Les confréries
Les confréries, associations dont les statuts sont approuvés par l’autorité canonique, apparaissent en Italie au XIIIème siècle (laïques mais reconnues par l’église) puis au XVème en Corse. Les autorités ecclésiastiques ne leur imposent aucun cadre spécifique. Au XVIIIe siècle, elles sont très nombreuses et influentes sur l’Île et accompagnent la liturgie. Elles vivent des cotisations des frères, de dons et des paiements de leurs services (obsèques principalement). Elles prêtent parfois de l’argent sans intérêt à des confrères dans le besoin car leur comptabilité est libre et parviennent à régler des conflits commerciaux ou de baux.
En 1792, elles sont interdites en France.
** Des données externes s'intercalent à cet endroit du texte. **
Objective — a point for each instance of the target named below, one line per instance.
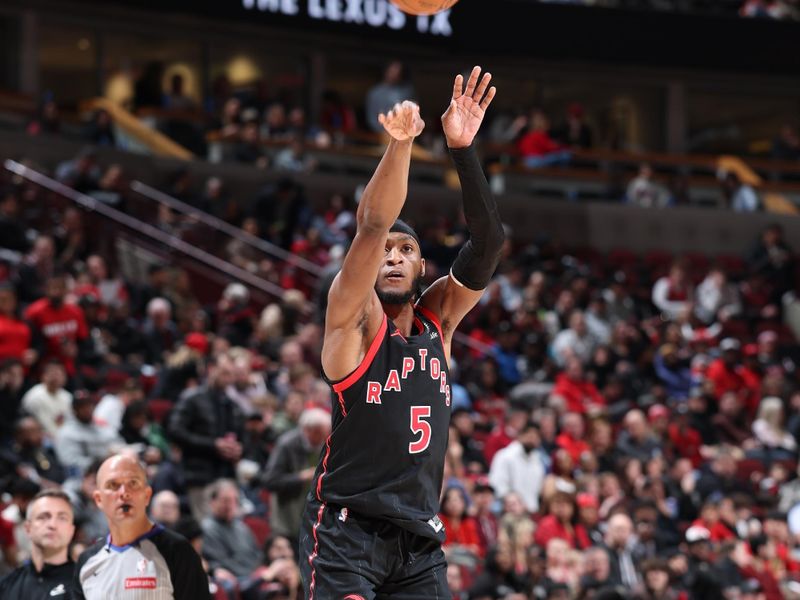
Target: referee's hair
(49, 493)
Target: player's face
(122, 491)
(401, 271)
(50, 525)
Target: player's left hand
(464, 116)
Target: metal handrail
(171, 241)
(231, 230)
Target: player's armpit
(450, 302)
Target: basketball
(423, 7)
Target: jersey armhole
(429, 314)
(343, 384)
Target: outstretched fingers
(472, 81)
(458, 86)
(481, 89)
(487, 99)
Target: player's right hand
(403, 122)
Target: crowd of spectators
(623, 426)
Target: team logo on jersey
(140, 583)
(141, 566)
(433, 367)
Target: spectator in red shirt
(724, 371)
(579, 393)
(685, 440)
(461, 529)
(571, 436)
(560, 523)
(710, 520)
(61, 325)
(15, 335)
(752, 375)
(482, 501)
(537, 148)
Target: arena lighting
(370, 13)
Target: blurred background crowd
(626, 396)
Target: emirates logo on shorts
(141, 583)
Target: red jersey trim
(368, 358)
(428, 314)
(341, 404)
(324, 467)
(311, 558)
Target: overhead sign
(375, 14)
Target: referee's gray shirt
(160, 565)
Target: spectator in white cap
(770, 431)
(291, 468)
(159, 330)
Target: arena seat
(259, 526)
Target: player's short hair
(401, 226)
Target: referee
(140, 560)
(48, 575)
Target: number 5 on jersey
(420, 427)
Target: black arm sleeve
(478, 258)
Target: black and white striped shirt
(160, 565)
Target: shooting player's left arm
(450, 298)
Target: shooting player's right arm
(354, 313)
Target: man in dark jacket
(209, 428)
(50, 527)
(291, 468)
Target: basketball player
(370, 527)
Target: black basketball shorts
(348, 557)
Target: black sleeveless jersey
(385, 456)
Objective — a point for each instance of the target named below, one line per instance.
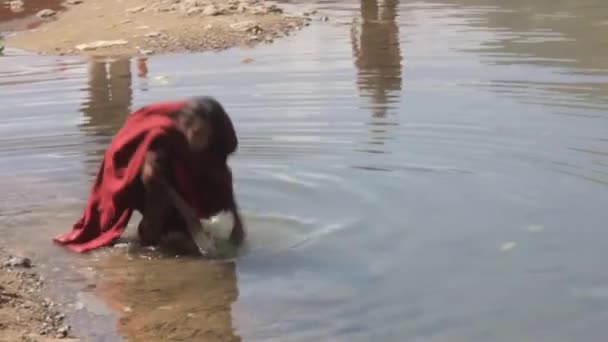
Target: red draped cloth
(203, 179)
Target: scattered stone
(274, 9)
(212, 10)
(194, 11)
(63, 331)
(16, 4)
(15, 261)
(46, 13)
(135, 9)
(101, 44)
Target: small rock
(194, 11)
(212, 10)
(192, 3)
(16, 4)
(18, 262)
(63, 331)
(135, 9)
(46, 13)
(274, 9)
(101, 44)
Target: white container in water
(220, 225)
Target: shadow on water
(192, 304)
(377, 54)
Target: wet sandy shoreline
(139, 27)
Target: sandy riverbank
(25, 315)
(131, 27)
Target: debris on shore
(94, 27)
(25, 315)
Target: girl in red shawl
(183, 143)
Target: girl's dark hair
(223, 136)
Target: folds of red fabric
(204, 180)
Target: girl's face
(197, 132)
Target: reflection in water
(110, 95)
(377, 53)
(108, 102)
(194, 304)
(548, 34)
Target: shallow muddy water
(416, 171)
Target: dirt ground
(25, 315)
(132, 27)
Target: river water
(408, 170)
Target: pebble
(211, 10)
(18, 262)
(16, 4)
(135, 9)
(63, 331)
(46, 13)
(194, 10)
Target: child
(183, 144)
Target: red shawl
(203, 179)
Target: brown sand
(159, 26)
(169, 299)
(24, 314)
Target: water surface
(409, 170)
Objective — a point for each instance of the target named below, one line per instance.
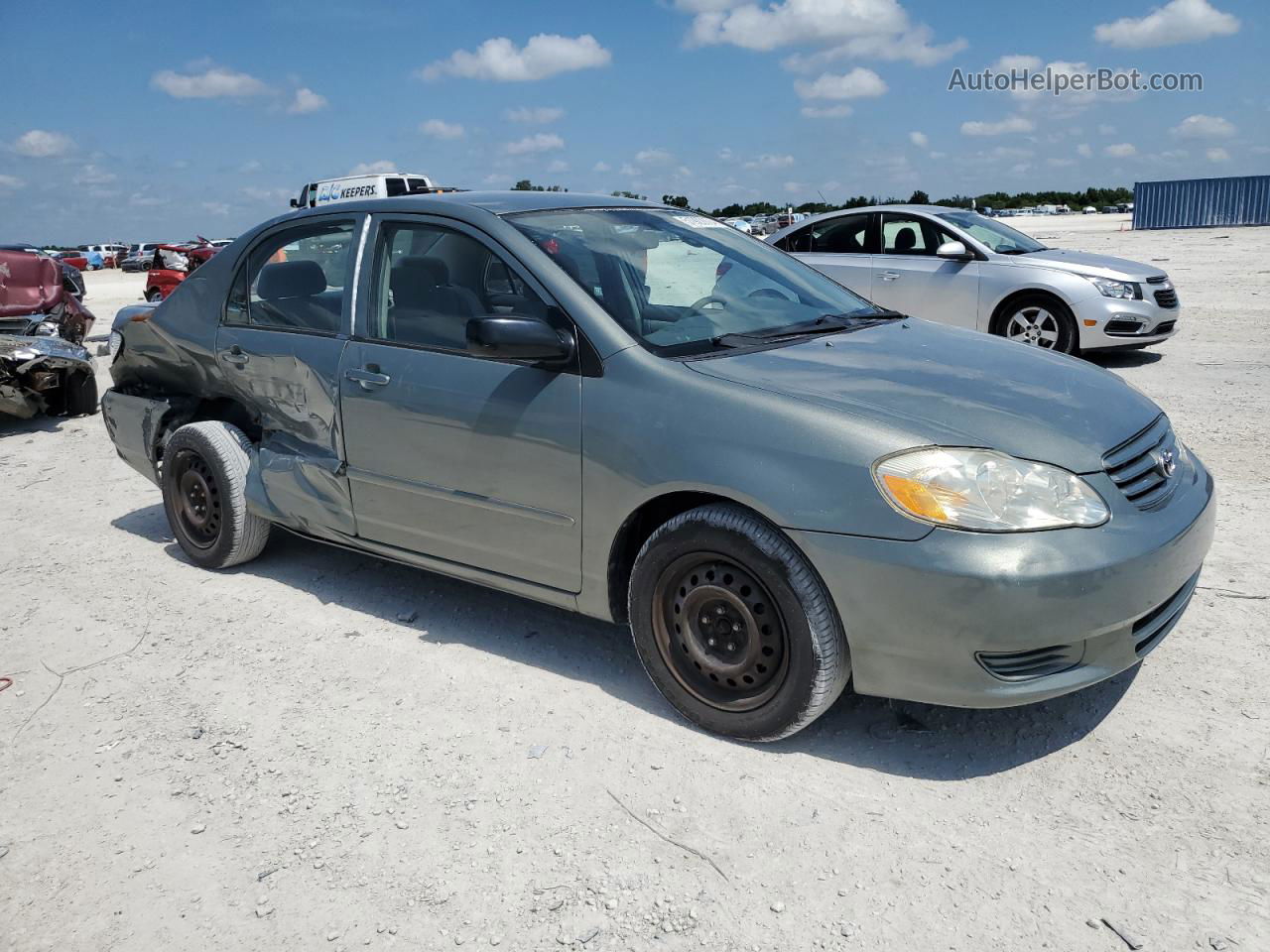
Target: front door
(454, 456)
(908, 277)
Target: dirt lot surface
(324, 751)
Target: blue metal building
(1202, 203)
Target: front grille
(1151, 629)
(1035, 662)
(1135, 466)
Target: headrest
(291, 280)
(30, 284)
(432, 271)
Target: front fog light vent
(1035, 662)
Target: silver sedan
(957, 267)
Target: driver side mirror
(516, 338)
(953, 250)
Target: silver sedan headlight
(1125, 290)
(985, 492)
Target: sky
(149, 126)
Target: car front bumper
(1106, 322)
(934, 620)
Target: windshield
(998, 238)
(681, 282)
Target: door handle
(366, 379)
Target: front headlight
(1125, 290)
(985, 492)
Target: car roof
(493, 202)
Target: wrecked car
(172, 264)
(780, 486)
(44, 365)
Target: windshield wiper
(825, 324)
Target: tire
(1039, 320)
(204, 468)
(765, 653)
(80, 398)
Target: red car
(172, 266)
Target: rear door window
(296, 280)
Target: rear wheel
(1039, 320)
(204, 468)
(734, 627)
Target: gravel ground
(324, 751)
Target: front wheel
(204, 468)
(1042, 321)
(734, 627)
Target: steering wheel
(707, 299)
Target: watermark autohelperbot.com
(1060, 81)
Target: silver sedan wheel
(1035, 326)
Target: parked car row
(635, 413)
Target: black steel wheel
(720, 633)
(198, 498)
(734, 626)
(203, 479)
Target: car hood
(945, 386)
(1086, 263)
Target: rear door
(278, 347)
(456, 456)
(908, 277)
(839, 246)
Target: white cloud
(849, 85)
(307, 102)
(1011, 123)
(500, 60)
(852, 28)
(826, 112)
(1176, 22)
(40, 144)
(538, 143)
(212, 82)
(440, 128)
(535, 116)
(770, 162)
(94, 176)
(377, 168)
(1201, 126)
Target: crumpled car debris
(44, 365)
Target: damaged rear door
(278, 348)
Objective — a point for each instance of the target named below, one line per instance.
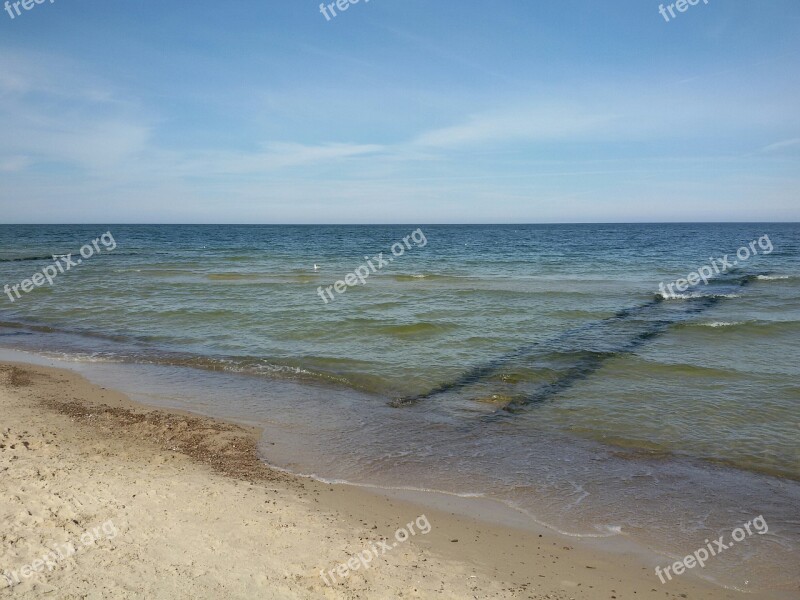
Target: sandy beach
(166, 505)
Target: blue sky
(400, 111)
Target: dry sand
(179, 506)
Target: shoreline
(221, 459)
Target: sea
(547, 370)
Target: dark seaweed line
(584, 367)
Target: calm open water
(531, 364)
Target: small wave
(691, 295)
(24, 258)
(231, 276)
(410, 329)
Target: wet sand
(195, 514)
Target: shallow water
(531, 364)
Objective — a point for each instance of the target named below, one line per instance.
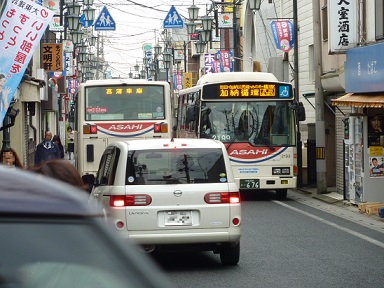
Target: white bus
(116, 109)
(255, 116)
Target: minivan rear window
(175, 166)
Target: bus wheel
(230, 255)
(281, 194)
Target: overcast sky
(137, 22)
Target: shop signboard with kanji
(52, 57)
(21, 28)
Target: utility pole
(297, 97)
(319, 102)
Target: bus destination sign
(256, 90)
(247, 90)
(124, 90)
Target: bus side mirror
(191, 113)
(89, 181)
(301, 112)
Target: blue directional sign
(105, 21)
(173, 19)
(84, 23)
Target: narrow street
(300, 242)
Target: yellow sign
(52, 57)
(187, 80)
(375, 150)
(240, 90)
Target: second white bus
(118, 109)
(255, 116)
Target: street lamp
(254, 4)
(200, 46)
(193, 12)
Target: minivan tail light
(160, 128)
(222, 198)
(130, 200)
(90, 129)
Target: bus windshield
(124, 102)
(258, 123)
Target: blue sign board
(364, 69)
(84, 23)
(173, 19)
(104, 21)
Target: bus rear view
(115, 109)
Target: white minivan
(171, 194)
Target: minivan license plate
(249, 183)
(178, 218)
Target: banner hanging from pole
(22, 27)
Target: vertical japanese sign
(52, 57)
(187, 79)
(178, 82)
(21, 28)
(209, 63)
(283, 34)
(225, 60)
(342, 25)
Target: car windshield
(258, 123)
(59, 254)
(176, 166)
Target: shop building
(363, 133)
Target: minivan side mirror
(89, 181)
(191, 113)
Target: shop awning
(362, 100)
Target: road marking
(349, 231)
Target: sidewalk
(334, 198)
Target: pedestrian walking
(71, 142)
(60, 170)
(47, 149)
(9, 158)
(57, 141)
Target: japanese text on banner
(21, 28)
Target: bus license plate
(249, 183)
(178, 218)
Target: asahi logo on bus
(244, 151)
(250, 152)
(125, 127)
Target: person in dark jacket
(57, 141)
(47, 149)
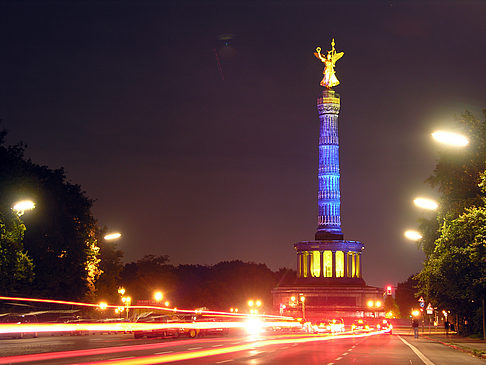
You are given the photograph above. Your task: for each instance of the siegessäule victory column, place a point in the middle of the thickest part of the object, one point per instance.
(329, 269)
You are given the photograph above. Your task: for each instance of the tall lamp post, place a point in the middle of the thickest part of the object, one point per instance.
(21, 206)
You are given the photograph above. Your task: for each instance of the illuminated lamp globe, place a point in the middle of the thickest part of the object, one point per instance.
(450, 138)
(412, 235)
(21, 206)
(112, 236)
(426, 203)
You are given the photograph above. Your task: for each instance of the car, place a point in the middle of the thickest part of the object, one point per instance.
(199, 332)
(332, 326)
(14, 318)
(153, 318)
(384, 325)
(360, 325)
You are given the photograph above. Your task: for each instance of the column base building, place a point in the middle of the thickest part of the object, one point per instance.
(329, 281)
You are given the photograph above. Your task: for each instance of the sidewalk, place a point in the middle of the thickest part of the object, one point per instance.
(473, 346)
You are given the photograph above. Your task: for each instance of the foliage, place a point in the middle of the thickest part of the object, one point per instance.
(454, 273)
(110, 267)
(60, 236)
(457, 178)
(16, 268)
(390, 305)
(218, 287)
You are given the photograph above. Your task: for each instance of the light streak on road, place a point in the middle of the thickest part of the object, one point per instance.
(168, 357)
(128, 327)
(172, 310)
(181, 356)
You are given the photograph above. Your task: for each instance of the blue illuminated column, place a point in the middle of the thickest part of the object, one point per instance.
(329, 196)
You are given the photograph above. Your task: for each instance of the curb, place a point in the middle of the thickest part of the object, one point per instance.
(459, 348)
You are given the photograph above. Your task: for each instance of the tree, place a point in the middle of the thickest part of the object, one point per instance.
(16, 268)
(454, 273)
(110, 268)
(61, 235)
(217, 287)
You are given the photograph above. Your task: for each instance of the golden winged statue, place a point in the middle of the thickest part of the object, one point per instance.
(329, 80)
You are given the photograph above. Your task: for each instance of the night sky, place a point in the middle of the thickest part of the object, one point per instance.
(206, 151)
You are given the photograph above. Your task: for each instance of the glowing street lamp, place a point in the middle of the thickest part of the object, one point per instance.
(127, 301)
(112, 236)
(158, 296)
(21, 206)
(450, 138)
(426, 203)
(412, 235)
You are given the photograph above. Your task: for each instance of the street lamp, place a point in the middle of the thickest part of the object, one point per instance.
(426, 203)
(302, 300)
(158, 296)
(412, 235)
(450, 138)
(127, 301)
(112, 236)
(21, 206)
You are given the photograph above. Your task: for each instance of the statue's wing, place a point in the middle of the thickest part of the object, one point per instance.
(337, 56)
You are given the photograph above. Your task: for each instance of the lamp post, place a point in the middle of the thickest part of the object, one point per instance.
(21, 206)
(127, 300)
(302, 300)
(158, 295)
(112, 236)
(450, 138)
(254, 305)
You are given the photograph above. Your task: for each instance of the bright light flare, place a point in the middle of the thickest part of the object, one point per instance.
(112, 236)
(254, 326)
(426, 203)
(450, 138)
(412, 235)
(21, 206)
(168, 357)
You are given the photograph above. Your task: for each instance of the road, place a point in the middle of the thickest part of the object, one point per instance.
(269, 349)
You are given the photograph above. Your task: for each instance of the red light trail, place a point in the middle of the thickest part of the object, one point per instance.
(180, 356)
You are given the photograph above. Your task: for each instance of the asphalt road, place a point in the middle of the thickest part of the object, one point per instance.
(282, 349)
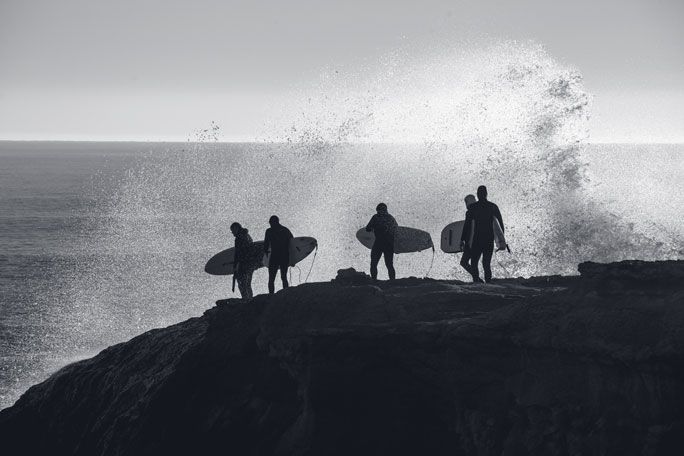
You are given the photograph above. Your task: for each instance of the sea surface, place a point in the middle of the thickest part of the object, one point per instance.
(103, 241)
Puis en 1801 avec la signature du concordat entre l’État et le pape ces structures renaissent avec vigueur. Elles s’effacent de nouveau après la 1ère Guerre Mondiale, saignées à blanc, et réémergent après la 2ème en se modernisant jusqu’à nos jours. Certaines sont mixtes.
Elles visaient à tenter d’adoucir les affres des époques d’incertitudes et souvent de souffrance qui les ont vus naître et étaient des soutiens lors des famines et des pandémies. Les frères jouaient alors un rôle social indéniable et irremplaçable qui perdure encore aujourd’hui. Le Concile de Trente et les temps modernes ont permis, par le texte, d’affirmer le religieux des confréries de tradition franciscaine.
« Nourrir ceux qui ont faim, abreuver ceux qui ont soif, vêtir ceux qui sont nus, visiter les malades et les prisonniers, accueillir les étrangers », voici le vaste « programme » des devoirs qui étaient acceptés par les frères, sans parler des messes mortuaires lorsque le clergé n’arrivait plus à suivre le nombre des décès ! Partenaires de l’église, les confréries devaient disposer d’un oratoire (en réalité souvent une véritable chapelle) pour pouvoir exister et agir.
Certaines sont allés jusqu’à fonder des hôpitaux, comme la confrérie de l’oratoire Saint-Jean-Baptiste à Ajaccio qui est à l’origine de l’hôpital de la Miséricorde. D’autres correspondaient spécifiquement à des métiers telle que celle des « Bombardiers et Canonniers » de Bastia, ou à une tranche d’âge comme la confrérie des écoliers ou celle des adolescents de Saint-Roch (à Bastia également). Il existait même des confréries de prêtres.
Aux XVIIe et XVIIIe siècles, elles ont commandé aux grands maîtres baroques italiens des statues et tableaux, contribuant ainsi au patrimoine religieux corse.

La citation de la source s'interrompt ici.